[OR33-4] Bisphenol-A (BPA) Exposure In Utero Leads to Epigenetic Changes and Altered Developmental Programming.

JG Bromer, YP Zhou, M Taylor, HS Taylor, Obstetrics, Gynecology, and Reproductive Scis, Yale Univ Sch of Med, New Haven, CT

Introduction: Bisphenol-A (BPA) is a ubiquitous endocrine disrupting chemical (EDC) that has recently been linked to adverse health outcomes.
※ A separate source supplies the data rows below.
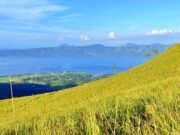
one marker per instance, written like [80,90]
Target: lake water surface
[94,65]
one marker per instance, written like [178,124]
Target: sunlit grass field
[143,100]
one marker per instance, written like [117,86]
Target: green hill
[143,100]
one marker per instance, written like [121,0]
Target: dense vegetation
[143,100]
[32,84]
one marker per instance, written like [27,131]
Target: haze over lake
[94,65]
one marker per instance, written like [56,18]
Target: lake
[93,65]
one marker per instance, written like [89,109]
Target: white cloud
[27,9]
[162,32]
[112,35]
[84,37]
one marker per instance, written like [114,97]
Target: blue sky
[37,23]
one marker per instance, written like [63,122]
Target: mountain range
[94,50]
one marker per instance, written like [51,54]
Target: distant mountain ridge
[94,50]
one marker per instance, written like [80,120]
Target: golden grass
[156,81]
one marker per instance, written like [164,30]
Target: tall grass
[142,101]
[153,112]
[12,103]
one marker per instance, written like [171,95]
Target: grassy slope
[161,73]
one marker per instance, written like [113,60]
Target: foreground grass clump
[144,100]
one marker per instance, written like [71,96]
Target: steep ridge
[161,69]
We have shown previously that in utero exposure to BPA induces permanently increased expression of HOXA10 in the adult. HOXA10 controls uterine organogenesis during embryonic development, and is necessary for implantation in the adult. There is increasing evidence that epigenetic changes in gene expression may occur through aberrant DNA methylation. We hypothesized that BPA-induced changes in HOXA10 were due to alterations in DNA methylation.
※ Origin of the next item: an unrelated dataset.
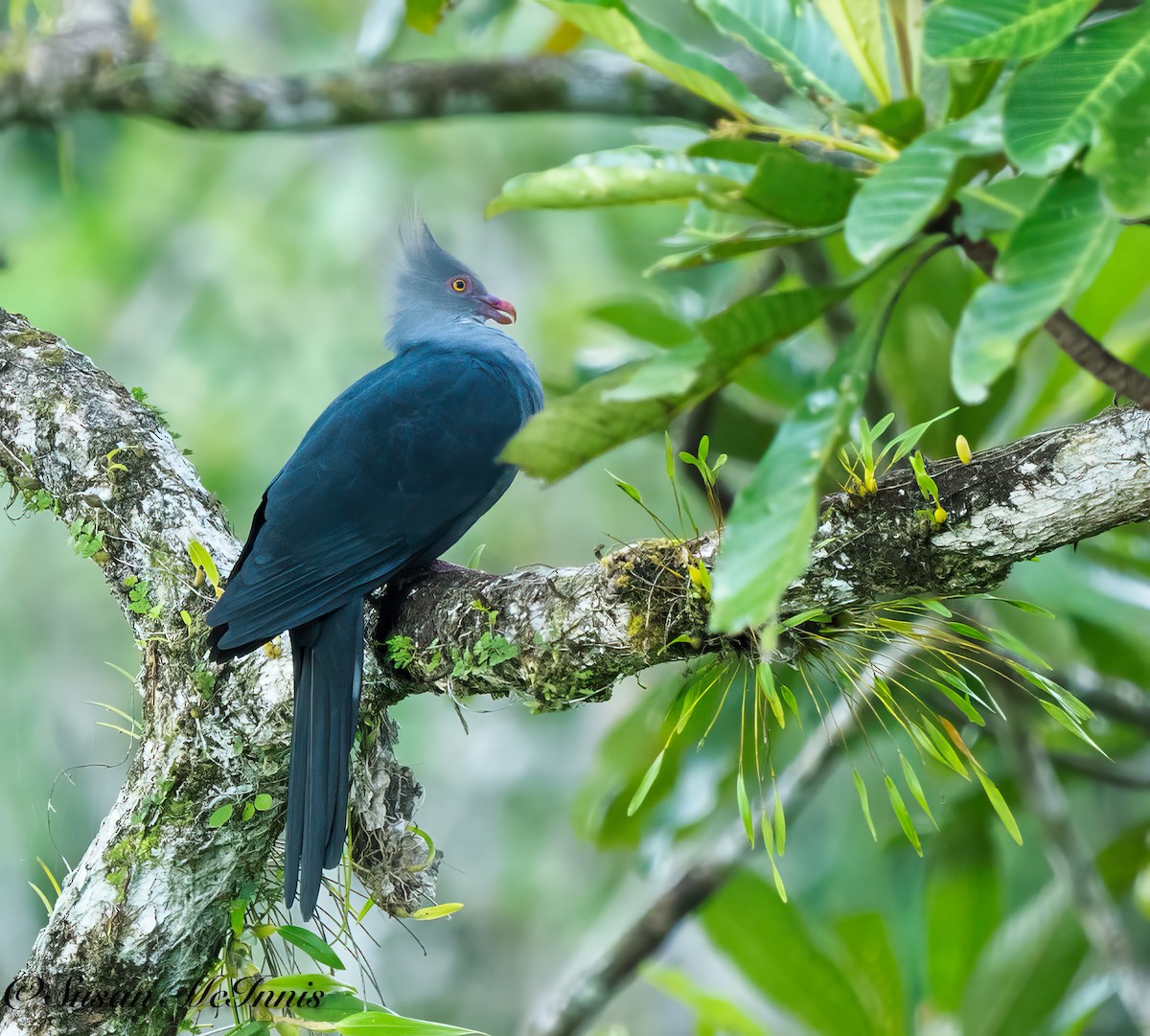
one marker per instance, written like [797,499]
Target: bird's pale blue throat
[389,476]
Methods: 6 pregnant CD-1 mice were treated with intraperitoneal injections of BPA (5 mg/kg) or vehicle on days 9-16 of gestation. 2 weeks after birth, the uteri of female offspring were isolated and DNA and mRNA extracted. Genomic DNA was bisulfite-modified and a CpG-rich region of the Hoxa10 promoter was analyzed via bisulfite sequencing. DNA methytransferase (DNMT) mRNA expression was quantified using real time RT-PCR, and normalized to -actin. Oligonucleotides specific to known Estrogen Respone Element (ERE) and SP1 binding sites of the HOXA10 promoter were treated with CpG methyltransferase. Electrophoretic Mobility Shift Assay (EMSA) was used to assess whether increased DNA methylation led to altered Estrogen Receptor (ER) or SP1 binding. All assays were repeated in triplicate. Differences in methylation between groups and in DNMT expression were compared using the Student's T-test.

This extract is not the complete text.